# Jansen's "Four Seasons"



## Notung (Jun 12, 2013)

Is assigning one instrument per part a loose interpretation? Or does it fit the "period performance" mold? Is she faithful to the pieces?

Other than that, how is her interpretation? I was considering it.


----------



## Guest (Jul 13, 2013)

It is exhilarating - it breaths new life into a worn-out old chestnut. Very highly recommended.


----------



## starry (Jun 2, 2009)

BPS said:


> a worn-out old chestnut.


Any music badly performed could sound like that.


----------



## PetrB (Feb 28, 2012)

starry said:


> Any music badly performed could sound like that.

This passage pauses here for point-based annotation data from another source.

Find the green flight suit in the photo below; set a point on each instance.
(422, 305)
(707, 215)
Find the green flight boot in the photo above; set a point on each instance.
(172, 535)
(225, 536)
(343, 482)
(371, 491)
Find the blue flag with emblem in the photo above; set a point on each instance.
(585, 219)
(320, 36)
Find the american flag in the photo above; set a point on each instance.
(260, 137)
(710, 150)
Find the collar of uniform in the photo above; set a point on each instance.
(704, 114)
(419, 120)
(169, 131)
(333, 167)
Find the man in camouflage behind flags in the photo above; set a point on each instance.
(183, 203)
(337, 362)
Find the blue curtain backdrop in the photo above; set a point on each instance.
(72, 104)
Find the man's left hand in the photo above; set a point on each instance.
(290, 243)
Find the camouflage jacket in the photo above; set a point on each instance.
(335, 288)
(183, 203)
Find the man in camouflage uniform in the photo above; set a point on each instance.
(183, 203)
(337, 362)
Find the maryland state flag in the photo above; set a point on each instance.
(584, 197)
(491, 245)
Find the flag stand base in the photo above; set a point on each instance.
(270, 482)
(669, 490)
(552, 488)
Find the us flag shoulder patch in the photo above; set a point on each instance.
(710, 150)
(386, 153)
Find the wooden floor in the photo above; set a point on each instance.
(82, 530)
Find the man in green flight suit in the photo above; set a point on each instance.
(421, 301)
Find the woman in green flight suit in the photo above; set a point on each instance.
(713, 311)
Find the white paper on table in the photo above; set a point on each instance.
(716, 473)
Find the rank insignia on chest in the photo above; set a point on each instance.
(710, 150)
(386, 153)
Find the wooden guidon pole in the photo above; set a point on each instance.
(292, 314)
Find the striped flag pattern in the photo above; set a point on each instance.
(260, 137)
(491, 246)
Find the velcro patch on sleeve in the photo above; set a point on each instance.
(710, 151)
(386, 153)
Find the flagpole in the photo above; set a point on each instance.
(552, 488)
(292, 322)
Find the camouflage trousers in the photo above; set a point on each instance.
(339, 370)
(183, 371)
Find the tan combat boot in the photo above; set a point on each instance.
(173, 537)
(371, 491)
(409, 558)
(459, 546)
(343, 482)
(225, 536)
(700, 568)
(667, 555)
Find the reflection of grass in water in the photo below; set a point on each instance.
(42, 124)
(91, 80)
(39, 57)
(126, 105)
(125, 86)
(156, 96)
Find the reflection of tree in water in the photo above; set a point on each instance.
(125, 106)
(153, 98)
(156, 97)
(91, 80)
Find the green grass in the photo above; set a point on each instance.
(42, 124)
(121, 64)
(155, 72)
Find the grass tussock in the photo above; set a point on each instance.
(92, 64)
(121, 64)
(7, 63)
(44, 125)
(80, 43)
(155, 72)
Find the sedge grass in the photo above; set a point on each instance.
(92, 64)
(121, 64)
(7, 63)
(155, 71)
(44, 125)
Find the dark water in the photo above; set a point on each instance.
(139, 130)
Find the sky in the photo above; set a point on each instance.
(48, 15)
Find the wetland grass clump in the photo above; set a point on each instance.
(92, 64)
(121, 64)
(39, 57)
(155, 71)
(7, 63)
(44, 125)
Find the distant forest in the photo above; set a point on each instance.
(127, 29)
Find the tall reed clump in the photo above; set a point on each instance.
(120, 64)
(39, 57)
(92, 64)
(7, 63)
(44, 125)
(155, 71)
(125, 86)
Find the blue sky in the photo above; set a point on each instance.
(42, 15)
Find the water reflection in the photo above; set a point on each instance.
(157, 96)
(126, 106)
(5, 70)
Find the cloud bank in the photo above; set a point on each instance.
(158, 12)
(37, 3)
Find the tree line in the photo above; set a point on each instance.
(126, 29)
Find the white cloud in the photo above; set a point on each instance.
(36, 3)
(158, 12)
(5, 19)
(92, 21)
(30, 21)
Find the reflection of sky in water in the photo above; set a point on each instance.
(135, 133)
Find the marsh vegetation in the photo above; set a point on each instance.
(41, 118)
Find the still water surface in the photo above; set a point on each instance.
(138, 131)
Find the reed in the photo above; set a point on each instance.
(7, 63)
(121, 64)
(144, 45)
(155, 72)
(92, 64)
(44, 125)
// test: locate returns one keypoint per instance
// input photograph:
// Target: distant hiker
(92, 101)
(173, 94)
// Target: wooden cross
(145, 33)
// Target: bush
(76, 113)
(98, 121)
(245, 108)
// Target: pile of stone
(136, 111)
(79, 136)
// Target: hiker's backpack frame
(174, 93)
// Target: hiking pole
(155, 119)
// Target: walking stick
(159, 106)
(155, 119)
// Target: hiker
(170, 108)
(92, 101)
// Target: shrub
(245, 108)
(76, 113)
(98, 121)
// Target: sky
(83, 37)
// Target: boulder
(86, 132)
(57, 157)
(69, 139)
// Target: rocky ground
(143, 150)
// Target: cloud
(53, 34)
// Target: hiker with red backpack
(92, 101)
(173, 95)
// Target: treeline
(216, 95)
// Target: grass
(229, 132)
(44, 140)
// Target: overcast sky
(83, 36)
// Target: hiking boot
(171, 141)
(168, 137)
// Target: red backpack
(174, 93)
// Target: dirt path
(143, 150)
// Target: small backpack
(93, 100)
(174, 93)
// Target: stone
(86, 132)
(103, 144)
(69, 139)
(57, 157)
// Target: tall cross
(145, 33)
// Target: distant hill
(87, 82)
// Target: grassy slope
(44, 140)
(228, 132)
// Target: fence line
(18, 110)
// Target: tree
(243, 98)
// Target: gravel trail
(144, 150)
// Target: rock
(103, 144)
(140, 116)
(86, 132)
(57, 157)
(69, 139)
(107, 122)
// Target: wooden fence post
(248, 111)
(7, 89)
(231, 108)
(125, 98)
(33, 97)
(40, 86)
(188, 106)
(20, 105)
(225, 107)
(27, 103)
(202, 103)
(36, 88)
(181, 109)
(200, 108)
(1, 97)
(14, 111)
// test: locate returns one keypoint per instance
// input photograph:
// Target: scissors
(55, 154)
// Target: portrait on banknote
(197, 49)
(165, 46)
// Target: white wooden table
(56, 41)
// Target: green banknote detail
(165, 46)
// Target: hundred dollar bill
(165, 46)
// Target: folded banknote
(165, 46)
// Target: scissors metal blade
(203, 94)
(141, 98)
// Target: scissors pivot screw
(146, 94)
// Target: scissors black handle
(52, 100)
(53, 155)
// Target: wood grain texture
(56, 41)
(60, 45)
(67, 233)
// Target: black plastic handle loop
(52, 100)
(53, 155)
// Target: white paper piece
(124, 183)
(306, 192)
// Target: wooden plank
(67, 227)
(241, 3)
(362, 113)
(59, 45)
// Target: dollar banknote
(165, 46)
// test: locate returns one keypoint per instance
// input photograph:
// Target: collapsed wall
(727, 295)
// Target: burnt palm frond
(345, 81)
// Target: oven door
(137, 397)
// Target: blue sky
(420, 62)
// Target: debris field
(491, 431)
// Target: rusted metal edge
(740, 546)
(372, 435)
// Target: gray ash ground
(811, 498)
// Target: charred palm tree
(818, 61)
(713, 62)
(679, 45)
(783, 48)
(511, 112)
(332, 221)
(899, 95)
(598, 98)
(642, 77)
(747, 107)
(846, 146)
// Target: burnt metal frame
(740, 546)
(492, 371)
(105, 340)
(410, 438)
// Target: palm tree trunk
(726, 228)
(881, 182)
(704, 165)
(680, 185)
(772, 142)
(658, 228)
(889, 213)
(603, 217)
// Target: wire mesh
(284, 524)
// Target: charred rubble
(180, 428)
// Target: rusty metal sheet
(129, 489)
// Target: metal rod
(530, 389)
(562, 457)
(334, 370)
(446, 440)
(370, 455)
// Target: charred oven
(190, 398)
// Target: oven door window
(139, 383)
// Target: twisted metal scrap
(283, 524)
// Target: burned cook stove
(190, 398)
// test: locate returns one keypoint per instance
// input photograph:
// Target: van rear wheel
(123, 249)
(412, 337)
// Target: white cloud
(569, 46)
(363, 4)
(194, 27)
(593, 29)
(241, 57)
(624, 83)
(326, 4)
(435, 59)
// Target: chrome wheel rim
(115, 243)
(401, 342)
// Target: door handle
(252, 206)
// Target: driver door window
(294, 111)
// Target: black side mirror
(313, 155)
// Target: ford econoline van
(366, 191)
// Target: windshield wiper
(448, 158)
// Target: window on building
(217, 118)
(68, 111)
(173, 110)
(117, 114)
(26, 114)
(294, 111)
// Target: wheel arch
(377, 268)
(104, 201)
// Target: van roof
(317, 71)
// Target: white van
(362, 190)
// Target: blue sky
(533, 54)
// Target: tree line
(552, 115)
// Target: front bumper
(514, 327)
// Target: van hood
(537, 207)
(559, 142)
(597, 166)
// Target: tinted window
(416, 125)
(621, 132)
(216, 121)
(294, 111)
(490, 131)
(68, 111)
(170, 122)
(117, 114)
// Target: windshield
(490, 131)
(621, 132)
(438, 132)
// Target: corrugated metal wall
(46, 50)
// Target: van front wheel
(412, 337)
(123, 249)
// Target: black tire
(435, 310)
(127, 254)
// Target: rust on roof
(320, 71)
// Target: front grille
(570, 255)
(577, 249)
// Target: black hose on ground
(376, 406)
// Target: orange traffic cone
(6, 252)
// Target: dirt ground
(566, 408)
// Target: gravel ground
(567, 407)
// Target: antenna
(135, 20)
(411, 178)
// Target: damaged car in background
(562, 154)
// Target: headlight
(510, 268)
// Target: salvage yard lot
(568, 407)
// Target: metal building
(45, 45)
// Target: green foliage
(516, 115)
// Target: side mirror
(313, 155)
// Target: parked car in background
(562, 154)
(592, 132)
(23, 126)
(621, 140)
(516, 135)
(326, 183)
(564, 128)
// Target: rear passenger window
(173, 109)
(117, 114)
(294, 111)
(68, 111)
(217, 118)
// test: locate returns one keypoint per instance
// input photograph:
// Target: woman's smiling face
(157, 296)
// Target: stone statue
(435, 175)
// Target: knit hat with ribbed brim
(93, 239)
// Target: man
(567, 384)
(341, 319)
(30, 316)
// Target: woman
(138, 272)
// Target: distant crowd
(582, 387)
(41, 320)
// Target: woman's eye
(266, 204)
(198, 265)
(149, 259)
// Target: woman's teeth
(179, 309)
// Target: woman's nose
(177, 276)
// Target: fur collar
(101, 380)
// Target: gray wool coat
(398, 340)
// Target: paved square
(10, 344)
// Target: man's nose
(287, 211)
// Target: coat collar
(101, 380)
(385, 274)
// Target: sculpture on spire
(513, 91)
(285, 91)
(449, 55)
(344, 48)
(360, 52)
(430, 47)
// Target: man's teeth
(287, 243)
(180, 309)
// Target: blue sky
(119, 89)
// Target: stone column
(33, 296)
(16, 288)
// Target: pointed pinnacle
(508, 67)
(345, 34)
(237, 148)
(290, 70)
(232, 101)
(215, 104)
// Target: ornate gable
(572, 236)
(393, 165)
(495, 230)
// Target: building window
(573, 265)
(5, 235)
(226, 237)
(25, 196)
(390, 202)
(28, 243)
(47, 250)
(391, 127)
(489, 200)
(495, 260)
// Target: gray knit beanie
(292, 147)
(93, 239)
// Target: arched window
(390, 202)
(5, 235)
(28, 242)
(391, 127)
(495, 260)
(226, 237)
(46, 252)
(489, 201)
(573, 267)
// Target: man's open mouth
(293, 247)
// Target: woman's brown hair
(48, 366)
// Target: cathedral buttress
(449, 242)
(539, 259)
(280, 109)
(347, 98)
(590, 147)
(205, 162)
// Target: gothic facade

Right, and wrong. first, it has to qualify as a chestnut, bad to good performances included... and it is so over-exposed, _IT IS ONE OF THE BIGGEST CHESTNUTS OF THE ENTIRE BATCH OF CHESTNUTS -- fact._

The sharpest of ears can get dulled, nay, even eventually repelled, by overexposure to the greatest and strongest of pieces, even if those hearings are of the finest performances.


----------



## starry (Jun 2, 2009)

Yes, but I don't think I've overheard it, so it isn't overexposed to me.


----------



## quack (Oct 13, 2011)

One instrument per part is old fashioned when you can have four recordings per part overlaid on each other. From the stupidly brilliantly named Buttress O'Kneel:

http://buttressokneel.bandcamp.com/album/the-four-four-seasons

Free download, because you probably wouldn't pay for such a thing.


----------



## Albert7 (Nov 16, 2014)

i love this recording.


----------



## MarkW (Feb 16, 2015)

I don't know the recording, and don't particularly like The Four Seasons -- but think it to be worth a listen. A generation or so ago, Joshua Rifkin (of Scott Joplin fame) began advocating for one-to-a-part Bach, and whether you agree with him or not, the performances did provide a fresh listen.


----------



## Albert7 (Nov 16, 2014)

Oh and we need the album cover for reference here:


----------



## Guest (Mar 4, 2015)

albertfallickwang said:


> Oh and we need the album cover for reference here:
> 
> View attachment 65402


Yes, I definitely needed the visual aid. Here's another:

View attachment 65459


Nothing worn out about those chestnuts. And the recording is very good too.


----------



## hpowders (Dec 23, 2013)

I didn't care for Rivkin's one to a part in Bach's B minor mass.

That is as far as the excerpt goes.